Just give them an excuse and there was a party.

Patrick dropped us off at Père Antoine on Royal Street, a block off Bourbon, and I rushed her inside, doing a piss-poor job of not ogling her beautiful legs, decorated with drops of rain, as she followed the hostess to a table and I followed behind.

I sipped my Jameson neat and watched her trail her fingers along the edge of the tablecloth in front of her, her lips moving slightly. The cloth was white with small flowers sewn into the design.

“What are you doing?” I asked.

She looked up, her eyes wide.

“I…” She closed her mouth and then opened it again. “I was counting,” she admitted. “It’s kind of a habit I’ve been working on stopping, but sometimes I still find myself doing it.”

“What do you count?”

Her head turned, her eyes scanning the room as she spoke, as if she was afraid to look at me. “I count my steps as I walk sometimes.” She looked down, smoothing her clothes as she went on. “My strokes when I brush my teeth. The number of turns when I use a faucet. Everything has to be an even number.”

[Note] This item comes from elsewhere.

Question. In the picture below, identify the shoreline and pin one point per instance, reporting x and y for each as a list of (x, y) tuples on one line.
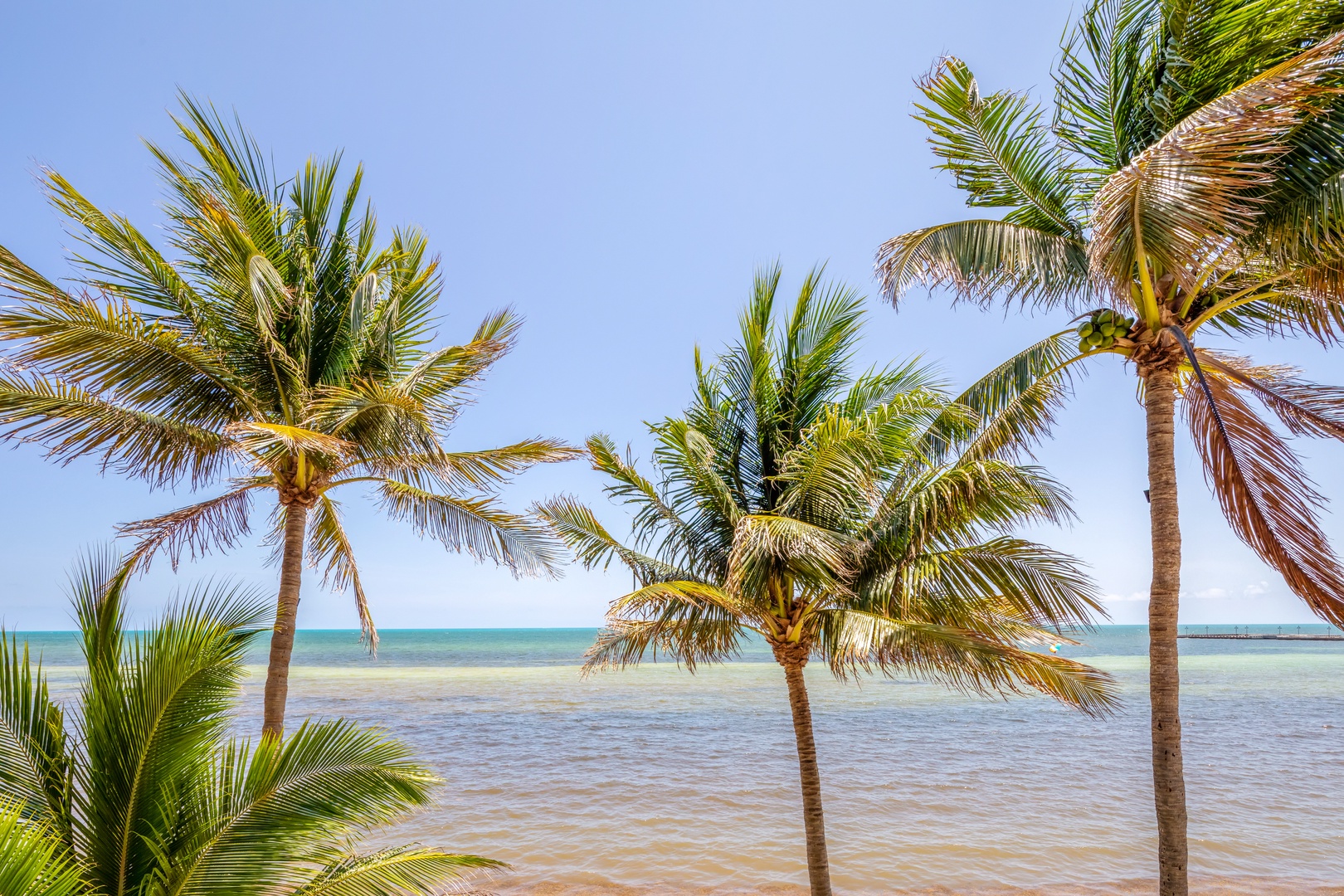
[(1199, 885)]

I set my drink down. “What if it only takes three turns to get your desired temperature with the faucet?”

She glanced up. “Then I do shorter turns to get to four,” she shot back, a hint of a smile on her face.

I narrowed my eyes, studying her.

She blushed, looking embarrassed as she leaned her elbows on the table and took a drink of her gin and tonic.

Why couldn’t I get a reading on her?

Her face was oval shaped with high cheekbones, and she had big blue eyes that always seemed covered by some kind of filter. I couldn’t look at her and tell what she was thinking.

Her top lip curved downward, making her bottom lip look pouty, both the color of a sullied pink that I wanted to feed on.

Her shoulders were squared, and her jaw was strong, but she wouldn’t meet my eyes, and her breathing was shaky.

So much like a strong woman, but the vulnerability and temper were that of someone who worked very hard to never really face the world.

She wanted me but acted like I could easily be replaced.

I thought about her when we were apart, and I wanted to know that she thought about me too.

“So why do you do it?” I pressed.

She shook her head, shrugging slightly. “It’s soothing, I guess,” she placated.

“Have you talked to anyone about it?”

She met my eyes, holding the glass in her hand as she leaned on the table. “I have. Sporadically,” she added. “Most people like me function just fine, and when I’m busy, I forget about it. But at certain times” – she paused, watching me – “I regress.”

Certain times? Did I make her nervous?

“It just makes me feel better,” she explained. “And sometimes, it’s just a habit.”

I nodded, understanding. “So you count things. What’s your favorite number?”